In 2014, Conning and Company released a follow up study focusing on the growing market for using life insurance policies to pay for long term care. In this paper they cited Life Care Funding as the acknowledged pioneer of this approach: “Life Care Funding has been pioneering the use of life settlements in the long-term care market for several years. That effort appears to have paid off. One indication of how the partnership between a life settlement group and the assisted living company can work is seen in Emeritus Senior Living, a major assisted living care company. Its website explains how life insurance can help fund the cost of care.”
According to the National Association of Insurance Commissioners (NAIC), there is $27.2 trillion of in-force life insurance in the hands of 152 million Americans. Too few of these policy owners’ understand their legal rights of ownership and do not possess the knowledge of how insurance works. When their original need for a policy has run its course, the vast majority of owners simply walk away from what may be one of the most valuable assets they own—for nothing in return. Life insurance is legally recognized as personal property and the owner has the right to use their asset in a number of ways including converting the policy to a long term care benefit plan while still alive.
States are under tremendous budget pressure to keep pace with exploding demand to cover long term care needs with tax payer money. They are quickly realizing the savings that can be found for their beleaguered budgets by delaying entry onto Medicaid through the use of life insurance policy conversions into Long Term Care Benefit Plans. State legislative leaders across the country are taking action with consumer protection disclosure laws and legislation to encourage consumers to convert their life insurance to pay for long term care as an alternative to abandoning their policies. Policy owners are being encouraged to use their legal right to convert an in-force life insurance policy into a Long Term Care Benefit Plan and direct payments to cover their senior housing and long term care costs. Legislation specifically endorsing the Long Term Care Benefit Plan concept has been introduced in the state legislatures of CA, FL, KY, LA, MA, ME, NJ, NJ and passed into law in TX all in 2013.

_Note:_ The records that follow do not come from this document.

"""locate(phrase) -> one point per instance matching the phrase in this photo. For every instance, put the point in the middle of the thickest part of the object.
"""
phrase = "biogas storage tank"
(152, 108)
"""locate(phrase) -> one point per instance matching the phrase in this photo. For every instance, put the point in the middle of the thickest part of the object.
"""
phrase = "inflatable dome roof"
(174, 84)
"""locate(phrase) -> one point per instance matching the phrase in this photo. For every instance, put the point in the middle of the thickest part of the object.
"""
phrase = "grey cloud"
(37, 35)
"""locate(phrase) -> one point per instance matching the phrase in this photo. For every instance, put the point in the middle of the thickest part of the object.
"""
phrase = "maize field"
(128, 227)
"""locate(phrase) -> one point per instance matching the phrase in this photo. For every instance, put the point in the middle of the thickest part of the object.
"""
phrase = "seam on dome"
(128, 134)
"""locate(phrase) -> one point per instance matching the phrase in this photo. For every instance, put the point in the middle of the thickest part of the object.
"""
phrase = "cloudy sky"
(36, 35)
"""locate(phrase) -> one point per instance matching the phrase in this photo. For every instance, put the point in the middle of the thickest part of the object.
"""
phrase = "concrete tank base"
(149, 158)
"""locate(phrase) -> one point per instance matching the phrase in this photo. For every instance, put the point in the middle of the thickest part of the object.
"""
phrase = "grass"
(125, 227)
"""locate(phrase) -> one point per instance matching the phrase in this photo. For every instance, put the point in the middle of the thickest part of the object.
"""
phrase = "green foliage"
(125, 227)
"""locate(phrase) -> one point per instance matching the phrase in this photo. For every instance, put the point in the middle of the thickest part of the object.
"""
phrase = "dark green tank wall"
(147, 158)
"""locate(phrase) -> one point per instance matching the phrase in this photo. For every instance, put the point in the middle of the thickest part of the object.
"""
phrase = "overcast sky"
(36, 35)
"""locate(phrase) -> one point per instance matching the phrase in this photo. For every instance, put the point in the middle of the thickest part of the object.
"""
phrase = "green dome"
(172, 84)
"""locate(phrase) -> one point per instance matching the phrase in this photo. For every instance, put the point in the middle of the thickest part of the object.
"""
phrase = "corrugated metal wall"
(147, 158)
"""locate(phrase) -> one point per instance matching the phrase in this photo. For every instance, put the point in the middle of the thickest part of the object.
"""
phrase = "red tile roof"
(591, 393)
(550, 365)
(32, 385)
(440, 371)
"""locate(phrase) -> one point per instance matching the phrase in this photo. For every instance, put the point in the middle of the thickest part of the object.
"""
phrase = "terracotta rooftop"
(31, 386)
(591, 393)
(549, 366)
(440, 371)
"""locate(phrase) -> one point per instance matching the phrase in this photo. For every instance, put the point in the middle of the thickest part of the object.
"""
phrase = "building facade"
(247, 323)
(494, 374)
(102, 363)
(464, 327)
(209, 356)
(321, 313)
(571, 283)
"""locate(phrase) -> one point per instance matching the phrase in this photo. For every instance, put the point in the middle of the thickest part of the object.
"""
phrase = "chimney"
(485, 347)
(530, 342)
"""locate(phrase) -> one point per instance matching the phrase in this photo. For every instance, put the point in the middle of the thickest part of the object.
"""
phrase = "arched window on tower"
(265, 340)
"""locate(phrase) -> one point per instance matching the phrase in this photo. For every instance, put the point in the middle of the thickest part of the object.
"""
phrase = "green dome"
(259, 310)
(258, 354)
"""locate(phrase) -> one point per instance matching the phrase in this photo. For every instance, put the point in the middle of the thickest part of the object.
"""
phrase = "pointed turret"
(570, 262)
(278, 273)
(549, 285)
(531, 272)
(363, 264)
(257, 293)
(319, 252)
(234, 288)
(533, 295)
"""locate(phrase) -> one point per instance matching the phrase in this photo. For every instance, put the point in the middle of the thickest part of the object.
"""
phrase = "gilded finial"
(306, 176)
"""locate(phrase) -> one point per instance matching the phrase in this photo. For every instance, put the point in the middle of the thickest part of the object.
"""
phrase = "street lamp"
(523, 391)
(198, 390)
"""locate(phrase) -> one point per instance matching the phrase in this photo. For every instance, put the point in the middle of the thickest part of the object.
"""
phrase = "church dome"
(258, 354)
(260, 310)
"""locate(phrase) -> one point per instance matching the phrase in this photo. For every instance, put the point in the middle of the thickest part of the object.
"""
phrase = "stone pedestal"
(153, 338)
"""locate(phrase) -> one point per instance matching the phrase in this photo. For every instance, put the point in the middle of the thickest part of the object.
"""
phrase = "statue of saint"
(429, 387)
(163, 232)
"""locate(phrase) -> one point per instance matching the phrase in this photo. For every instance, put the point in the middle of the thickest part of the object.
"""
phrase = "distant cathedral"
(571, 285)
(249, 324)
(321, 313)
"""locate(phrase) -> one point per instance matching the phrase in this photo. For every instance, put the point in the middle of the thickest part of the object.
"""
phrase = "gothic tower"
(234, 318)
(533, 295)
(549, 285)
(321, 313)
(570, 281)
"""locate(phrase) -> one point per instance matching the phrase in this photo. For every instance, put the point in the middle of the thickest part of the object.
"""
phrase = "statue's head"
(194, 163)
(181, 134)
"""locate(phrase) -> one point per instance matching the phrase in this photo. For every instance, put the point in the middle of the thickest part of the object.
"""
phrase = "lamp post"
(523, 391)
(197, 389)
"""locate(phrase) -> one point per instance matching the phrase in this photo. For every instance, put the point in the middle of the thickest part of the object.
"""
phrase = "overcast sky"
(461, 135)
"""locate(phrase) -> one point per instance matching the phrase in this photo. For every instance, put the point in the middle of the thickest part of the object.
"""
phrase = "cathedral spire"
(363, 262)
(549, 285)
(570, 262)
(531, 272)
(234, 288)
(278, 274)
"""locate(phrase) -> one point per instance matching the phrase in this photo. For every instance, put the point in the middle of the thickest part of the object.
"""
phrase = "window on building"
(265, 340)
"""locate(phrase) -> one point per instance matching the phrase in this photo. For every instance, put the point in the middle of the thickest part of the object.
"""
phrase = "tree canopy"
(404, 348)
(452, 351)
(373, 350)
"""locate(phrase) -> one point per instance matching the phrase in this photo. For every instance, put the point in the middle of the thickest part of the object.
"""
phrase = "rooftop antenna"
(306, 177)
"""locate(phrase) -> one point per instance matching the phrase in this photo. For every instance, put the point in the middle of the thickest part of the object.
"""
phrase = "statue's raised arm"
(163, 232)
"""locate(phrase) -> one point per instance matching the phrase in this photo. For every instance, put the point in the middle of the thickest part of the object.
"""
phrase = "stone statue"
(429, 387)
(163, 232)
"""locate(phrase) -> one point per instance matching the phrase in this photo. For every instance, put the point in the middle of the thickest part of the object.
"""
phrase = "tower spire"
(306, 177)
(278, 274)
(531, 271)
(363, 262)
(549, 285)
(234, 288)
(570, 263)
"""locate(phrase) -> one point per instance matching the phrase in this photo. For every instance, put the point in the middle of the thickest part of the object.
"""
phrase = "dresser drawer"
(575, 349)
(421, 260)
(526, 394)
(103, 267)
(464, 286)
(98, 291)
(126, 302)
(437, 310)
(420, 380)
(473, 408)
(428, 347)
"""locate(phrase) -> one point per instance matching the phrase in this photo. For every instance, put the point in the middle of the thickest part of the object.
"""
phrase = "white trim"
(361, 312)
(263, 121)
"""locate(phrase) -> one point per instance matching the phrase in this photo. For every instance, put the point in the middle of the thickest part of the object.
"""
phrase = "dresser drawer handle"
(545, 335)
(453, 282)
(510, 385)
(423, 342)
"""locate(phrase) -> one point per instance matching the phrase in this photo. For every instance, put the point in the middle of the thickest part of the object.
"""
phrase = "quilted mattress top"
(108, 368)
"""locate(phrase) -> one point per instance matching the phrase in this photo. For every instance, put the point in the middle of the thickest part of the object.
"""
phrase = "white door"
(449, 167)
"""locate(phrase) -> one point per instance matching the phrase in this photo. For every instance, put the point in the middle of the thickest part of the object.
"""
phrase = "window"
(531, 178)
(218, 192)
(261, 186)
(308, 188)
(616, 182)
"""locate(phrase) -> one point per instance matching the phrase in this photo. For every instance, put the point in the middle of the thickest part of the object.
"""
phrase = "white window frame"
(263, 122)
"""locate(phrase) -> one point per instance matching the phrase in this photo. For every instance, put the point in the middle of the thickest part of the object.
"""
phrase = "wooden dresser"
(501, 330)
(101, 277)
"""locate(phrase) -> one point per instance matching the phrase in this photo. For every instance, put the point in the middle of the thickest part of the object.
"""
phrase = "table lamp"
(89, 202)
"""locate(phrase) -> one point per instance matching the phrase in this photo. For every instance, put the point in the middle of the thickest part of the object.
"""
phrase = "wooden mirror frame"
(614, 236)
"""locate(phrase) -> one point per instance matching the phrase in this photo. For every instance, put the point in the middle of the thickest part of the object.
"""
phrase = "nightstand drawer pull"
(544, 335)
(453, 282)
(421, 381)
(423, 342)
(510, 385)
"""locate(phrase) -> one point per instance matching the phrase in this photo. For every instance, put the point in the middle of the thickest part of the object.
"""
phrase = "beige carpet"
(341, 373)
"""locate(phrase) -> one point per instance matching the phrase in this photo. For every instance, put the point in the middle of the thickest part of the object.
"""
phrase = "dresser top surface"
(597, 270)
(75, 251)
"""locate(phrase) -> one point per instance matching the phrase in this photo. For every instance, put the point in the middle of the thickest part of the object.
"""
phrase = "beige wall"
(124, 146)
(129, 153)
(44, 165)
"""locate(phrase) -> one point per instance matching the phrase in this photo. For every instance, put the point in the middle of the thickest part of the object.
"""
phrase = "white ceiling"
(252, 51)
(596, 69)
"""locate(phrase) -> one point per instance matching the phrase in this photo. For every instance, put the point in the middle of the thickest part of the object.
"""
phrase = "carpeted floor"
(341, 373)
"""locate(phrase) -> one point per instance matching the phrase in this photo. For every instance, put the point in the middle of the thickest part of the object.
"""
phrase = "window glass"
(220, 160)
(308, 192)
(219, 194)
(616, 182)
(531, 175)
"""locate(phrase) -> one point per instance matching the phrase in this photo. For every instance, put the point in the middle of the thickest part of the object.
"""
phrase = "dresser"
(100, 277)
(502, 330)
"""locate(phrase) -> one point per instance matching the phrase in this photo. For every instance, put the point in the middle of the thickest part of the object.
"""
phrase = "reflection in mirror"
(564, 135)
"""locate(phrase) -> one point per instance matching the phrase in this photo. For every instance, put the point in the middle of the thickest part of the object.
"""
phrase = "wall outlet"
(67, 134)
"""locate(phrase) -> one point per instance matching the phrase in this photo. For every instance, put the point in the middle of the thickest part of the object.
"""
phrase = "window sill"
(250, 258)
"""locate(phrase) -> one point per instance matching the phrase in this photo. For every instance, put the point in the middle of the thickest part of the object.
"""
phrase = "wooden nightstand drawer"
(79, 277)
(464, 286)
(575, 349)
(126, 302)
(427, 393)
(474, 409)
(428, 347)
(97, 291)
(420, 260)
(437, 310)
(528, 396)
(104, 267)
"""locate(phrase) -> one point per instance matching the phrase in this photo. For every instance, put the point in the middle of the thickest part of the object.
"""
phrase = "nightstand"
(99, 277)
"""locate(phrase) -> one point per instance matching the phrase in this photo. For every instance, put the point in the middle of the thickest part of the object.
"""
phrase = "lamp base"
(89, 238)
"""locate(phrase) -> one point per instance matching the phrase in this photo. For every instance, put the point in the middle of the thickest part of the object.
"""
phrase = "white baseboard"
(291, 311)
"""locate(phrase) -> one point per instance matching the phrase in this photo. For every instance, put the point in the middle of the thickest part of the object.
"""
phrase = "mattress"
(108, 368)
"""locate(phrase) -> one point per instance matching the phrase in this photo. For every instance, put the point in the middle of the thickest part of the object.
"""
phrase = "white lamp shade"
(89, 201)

As 2014 unfolds, we will see more states introduce this consumer protection/disclosure measure; the media will continue to report on this rapidly growing financial option for seniors; licensed insurance agents, financial advisors and elder law attorneys will integrate this option into their services to help families grappling with the costs of care; and assisted living, homecare and skilled nursing care providers will continue to embrace and spread the word to families that is they own a life insurance policy it could be the key to helping them pay for care. As the long term care funding crisis continues to get worse, the fact that this solution is no longer a secret will be a key factor in addressing the situation.